New Rates - Analysis of the Pain by Esmond Birnie

“The house price “hot spots” (say, South Belfast, Lisburn and North Down) face big hikes in charges under the new rates. This is because the new bills will be roughly 0.6 per cent of the assessed sales prices (in January 2005). Until now this has been a theoretical problem but during this week (Tuesday) householders in South Belfast will be receiving their official house price assessments through the post.
Every South Belfast Ward bar Shaftesbury faces an increase in the average bill (in the case of Malone it almost doubles, in the case of Stranmillis it goes up by two-thirds). In every Ward except one well over half of families will face increases.
The new system is packed high with anomalies. Two families, in otherwise very similar circumstances (same income and similar house size) will face very different rates bills according to whether they live in a low or high house price area (compare South Belfast with, say, Strabane).
Northern Ireland’s total rates bill will tend to grow strongly over time not because we are necessarily using more local services but as our house prices (continue to) catch up on the historically higher levels in England.
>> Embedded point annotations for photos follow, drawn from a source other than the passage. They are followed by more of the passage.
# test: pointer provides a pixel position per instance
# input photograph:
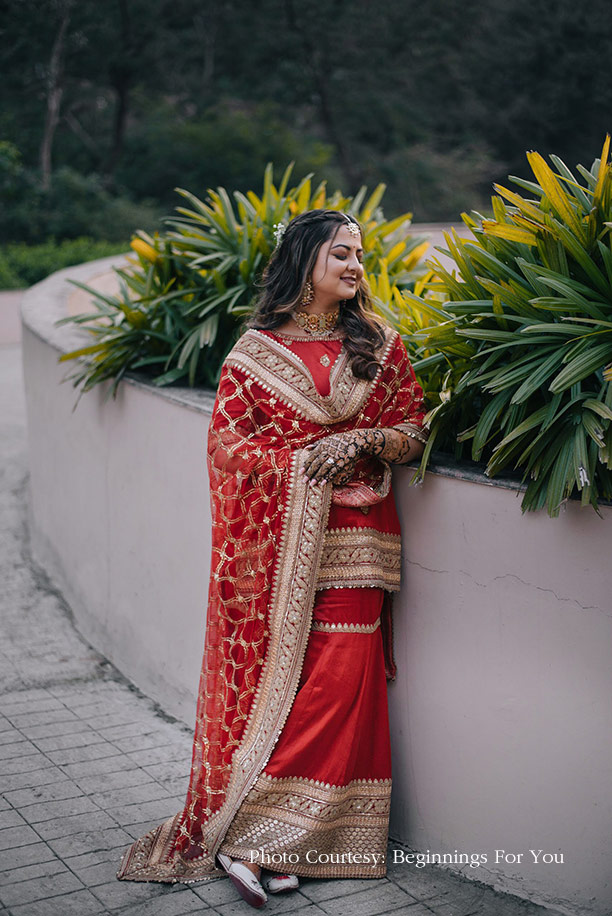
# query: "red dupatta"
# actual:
(268, 531)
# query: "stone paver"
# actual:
(86, 763)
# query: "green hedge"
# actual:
(22, 265)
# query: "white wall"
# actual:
(501, 712)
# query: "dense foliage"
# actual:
(524, 326)
(22, 265)
(183, 300)
(436, 99)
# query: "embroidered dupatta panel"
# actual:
(268, 530)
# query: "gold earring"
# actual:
(307, 294)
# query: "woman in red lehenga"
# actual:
(291, 761)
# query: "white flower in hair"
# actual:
(279, 231)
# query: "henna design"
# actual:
(334, 457)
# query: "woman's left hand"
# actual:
(334, 457)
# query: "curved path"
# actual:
(87, 763)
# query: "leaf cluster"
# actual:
(526, 323)
(183, 299)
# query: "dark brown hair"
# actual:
(287, 273)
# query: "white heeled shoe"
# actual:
(279, 884)
(244, 881)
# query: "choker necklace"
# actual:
(315, 324)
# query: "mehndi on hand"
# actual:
(334, 457)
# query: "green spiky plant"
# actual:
(531, 304)
(182, 302)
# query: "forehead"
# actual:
(345, 237)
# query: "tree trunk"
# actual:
(121, 78)
(54, 97)
(315, 61)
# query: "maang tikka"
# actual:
(307, 294)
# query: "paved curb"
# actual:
(87, 763)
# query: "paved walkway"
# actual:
(87, 763)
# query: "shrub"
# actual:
(529, 313)
(74, 206)
(183, 301)
(22, 265)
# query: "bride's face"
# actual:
(338, 270)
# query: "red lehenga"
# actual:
(291, 758)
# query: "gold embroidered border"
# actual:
(281, 372)
(290, 614)
(147, 859)
(341, 828)
(322, 626)
(360, 558)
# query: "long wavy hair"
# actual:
(285, 278)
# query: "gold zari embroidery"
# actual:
(298, 816)
(322, 626)
(360, 558)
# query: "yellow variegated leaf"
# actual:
(603, 168)
(524, 205)
(551, 186)
(508, 231)
(396, 251)
(415, 255)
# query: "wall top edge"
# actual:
(46, 302)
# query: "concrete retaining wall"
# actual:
(501, 712)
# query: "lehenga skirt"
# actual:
(321, 806)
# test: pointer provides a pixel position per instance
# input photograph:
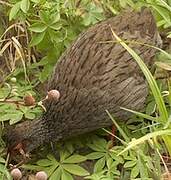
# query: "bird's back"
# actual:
(97, 74)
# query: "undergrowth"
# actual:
(33, 35)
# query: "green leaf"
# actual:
(45, 162)
(29, 115)
(135, 172)
(75, 169)
(129, 164)
(75, 159)
(64, 154)
(56, 26)
(95, 155)
(37, 38)
(99, 165)
(44, 16)
(38, 27)
(56, 174)
(51, 157)
(25, 4)
(14, 10)
(12, 117)
(66, 176)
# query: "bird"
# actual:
(93, 75)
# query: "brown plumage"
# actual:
(92, 76)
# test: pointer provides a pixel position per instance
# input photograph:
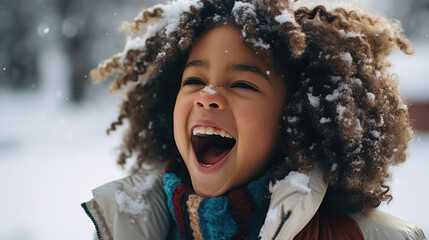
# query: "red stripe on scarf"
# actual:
(242, 210)
(326, 225)
(177, 197)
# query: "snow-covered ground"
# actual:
(52, 153)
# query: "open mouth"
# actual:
(211, 145)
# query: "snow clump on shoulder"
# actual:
(134, 207)
(286, 16)
(296, 179)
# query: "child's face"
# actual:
(226, 88)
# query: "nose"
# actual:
(210, 100)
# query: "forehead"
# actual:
(224, 43)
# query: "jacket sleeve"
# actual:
(131, 208)
(293, 205)
(376, 224)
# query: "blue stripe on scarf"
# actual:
(214, 224)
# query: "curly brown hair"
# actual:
(343, 112)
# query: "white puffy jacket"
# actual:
(135, 208)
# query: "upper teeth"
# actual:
(210, 131)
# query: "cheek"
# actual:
(179, 121)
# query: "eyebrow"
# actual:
(231, 67)
(247, 68)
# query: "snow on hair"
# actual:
(346, 113)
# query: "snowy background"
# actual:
(53, 146)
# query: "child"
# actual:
(256, 118)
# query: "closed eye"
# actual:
(245, 85)
(193, 81)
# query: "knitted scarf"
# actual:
(239, 214)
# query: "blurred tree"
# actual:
(17, 48)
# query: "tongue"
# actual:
(213, 155)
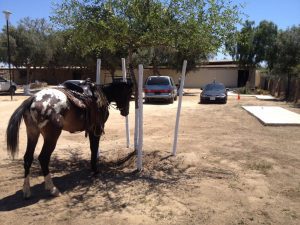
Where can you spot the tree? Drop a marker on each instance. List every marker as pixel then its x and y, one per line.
pixel 29 44
pixel 193 29
pixel 242 49
pixel 254 45
pixel 288 56
pixel 265 39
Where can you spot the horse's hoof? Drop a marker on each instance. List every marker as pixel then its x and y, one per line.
pixel 55 192
pixel 96 171
pixel 26 195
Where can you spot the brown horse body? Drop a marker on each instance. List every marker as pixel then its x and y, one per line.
pixel 50 111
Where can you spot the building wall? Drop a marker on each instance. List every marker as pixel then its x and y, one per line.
pixel 194 79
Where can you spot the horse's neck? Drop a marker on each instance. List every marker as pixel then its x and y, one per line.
pixel 108 93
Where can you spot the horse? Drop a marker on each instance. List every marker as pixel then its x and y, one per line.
pixel 52 110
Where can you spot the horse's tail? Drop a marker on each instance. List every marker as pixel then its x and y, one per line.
pixel 12 131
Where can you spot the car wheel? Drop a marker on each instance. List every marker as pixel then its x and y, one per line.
pixel 12 90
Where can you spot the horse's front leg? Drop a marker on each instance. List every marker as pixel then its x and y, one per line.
pixel 94 145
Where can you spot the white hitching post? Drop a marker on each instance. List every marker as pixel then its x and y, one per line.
pixel 179 107
pixel 98 71
pixel 98 76
pixel 126 119
pixel 140 123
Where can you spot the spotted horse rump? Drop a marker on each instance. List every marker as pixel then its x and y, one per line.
pixel 50 111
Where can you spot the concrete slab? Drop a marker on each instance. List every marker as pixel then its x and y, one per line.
pixel 273 115
pixel 265 97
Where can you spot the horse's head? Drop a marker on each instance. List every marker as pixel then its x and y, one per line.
pixel 120 93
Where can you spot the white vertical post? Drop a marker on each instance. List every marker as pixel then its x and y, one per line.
pixel 126 119
pixel 179 107
pixel 140 104
pixel 98 72
pixel 98 78
pixel 136 129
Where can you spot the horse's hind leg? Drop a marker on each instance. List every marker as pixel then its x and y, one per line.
pixel 50 135
pixel 94 145
pixel 33 134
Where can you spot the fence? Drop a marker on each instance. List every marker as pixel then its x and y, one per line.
pixel 278 87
We will face more and more hard cases posed by asset rich but cash poor individuals, e.g. a pensioner living by themselves in, say, Stranmillis on a low fixed income will now face a bill of several £ 1000s. How will they pay, will they be forced to sell a home they have lived in for decades?
The underlying problem is the philosophy of the new rates. These are no longer, in any sense, a charge for use of local services (bins, street cleansing, swimming pools). They are in no way tied to a real ability to pay. What the new rates are, and they have been introduced and designed during a period when local democratic control has been missing, is regional wealth tax in disguise”.